They also pointed out that the FTAs promoted by the EU will increase momentum in the global South of timber extraction activities, agrofuels, agribusiness, extensive stock-raising and monoculture tree plantations, which have devastated forests and other important ecosystems such as grasslands and also displaced local communities, particularly those of indigenous peoples. The European race to access all types of natural resources and seize biodiversity, added to unrestrained economic activities, threatens to eliminate the continent’s remaining forests.
The social organizations warned that small-scale artisan fisheries, which are essential for food sovereignty and for feeding the people, also run risks. The large European corporations already occupy dominant positions in the Latin American fisheries and fish-farming sector, controlling the trade of such species as shrimps, tuna, and tilapia. Their absolutely unsustainable trawling is already serious today and the trade measures defending the fishing corporations are detrimental to the possibilities of small scale fisher-folk who capture fewer and fewer fish.
Finally, the Latin American groups pointed out that the conditions imposed by the EU during the negotiations strengthen the increasing implementation of false solutions to climate change in our countries: development of transgenic plants, agrofuels, projects for the Reduction of Emissions from Deforestation and Forest Degradation (REDD), together with tree plantations to trap and store carbon, and dams. These measures divert attention away from what is really necessary to face the climate crisis: the radical reduction by industrialized countries of green-house gas effect emissions.
Furthermore, these agreements are incompatible with the United Nations Declaration on the Rights of the Indigenous Peoples and with the International Labour Organization’s Convention 169 on Indigenous and Tribal Peoples, because the requisite of prior consultations with the indigenous communities has not been fulfilled. This was denounced by the Andean Coordinator for Indigenous Organizations (Coordinadora Andina de Organizaciones Indígenas - CAOI), adding that the governments of Colombia and Peru had issued no information during the whole negotiation process.

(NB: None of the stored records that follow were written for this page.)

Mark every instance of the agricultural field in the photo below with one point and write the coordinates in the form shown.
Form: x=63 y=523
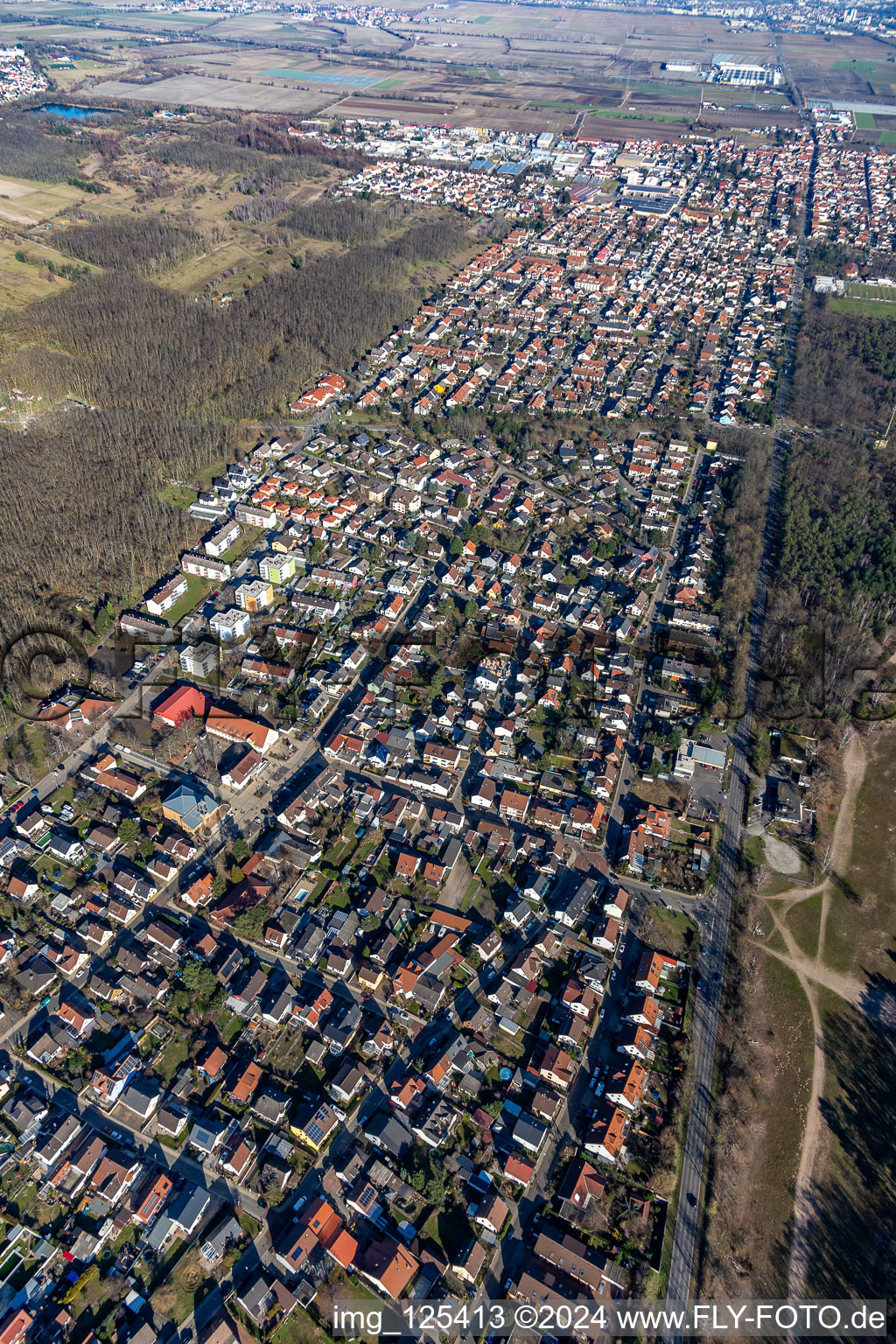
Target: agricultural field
x=202 y=92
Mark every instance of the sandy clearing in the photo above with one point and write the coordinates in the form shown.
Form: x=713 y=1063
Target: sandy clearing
x=782 y=857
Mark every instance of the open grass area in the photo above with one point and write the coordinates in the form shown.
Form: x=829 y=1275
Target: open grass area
x=178 y=496
x=762 y=1117
x=172 y=1057
x=860 y=922
x=803 y=922
x=864 y=306
x=186 y=1286
x=196 y=591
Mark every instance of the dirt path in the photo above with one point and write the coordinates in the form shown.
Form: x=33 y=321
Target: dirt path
x=813 y=972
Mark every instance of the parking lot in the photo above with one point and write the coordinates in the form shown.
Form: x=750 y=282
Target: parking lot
x=707 y=788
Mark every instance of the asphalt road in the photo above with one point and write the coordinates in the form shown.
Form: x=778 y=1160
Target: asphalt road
x=715 y=930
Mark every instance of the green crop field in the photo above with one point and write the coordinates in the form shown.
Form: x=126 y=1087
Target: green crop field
x=864 y=306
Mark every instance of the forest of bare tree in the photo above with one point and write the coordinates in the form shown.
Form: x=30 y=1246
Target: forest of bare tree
x=167 y=376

“The FTAs that the EU is promoting in Latin America are another turn of the screw to ensure security for its corporations and the abusive consumer patterns of its countries. The beneficiaries in our region will be a few economically powerful groups and the disadvantaged groups will be our peoples. The Central American, Colombian, Peruvian and MERCOSUR parliamentarians are still in time to curb this serious European advance against our future as sovereign peoples,” stressed the organizations present in Montevideo.
(1) The Colombian “Grupo Semillas”, the Ecuadorian Mangrove Network, the Andean Project for Peasant Technologies in Peru, the Brazilian CEPEDES, the World Rainforest Movement and REDES-Friends of the Earth in Uruguay.
(2) The Common Market of the South (MERCOSUR) comprises Argentina, Brazil, Paraguay and Uruguay while Bolivia, Colombia, Chile, Ecuador, Peru and Venezuela are Associate States to the bloc.
(3) Taken from one of the documents prepared by REDES for this event.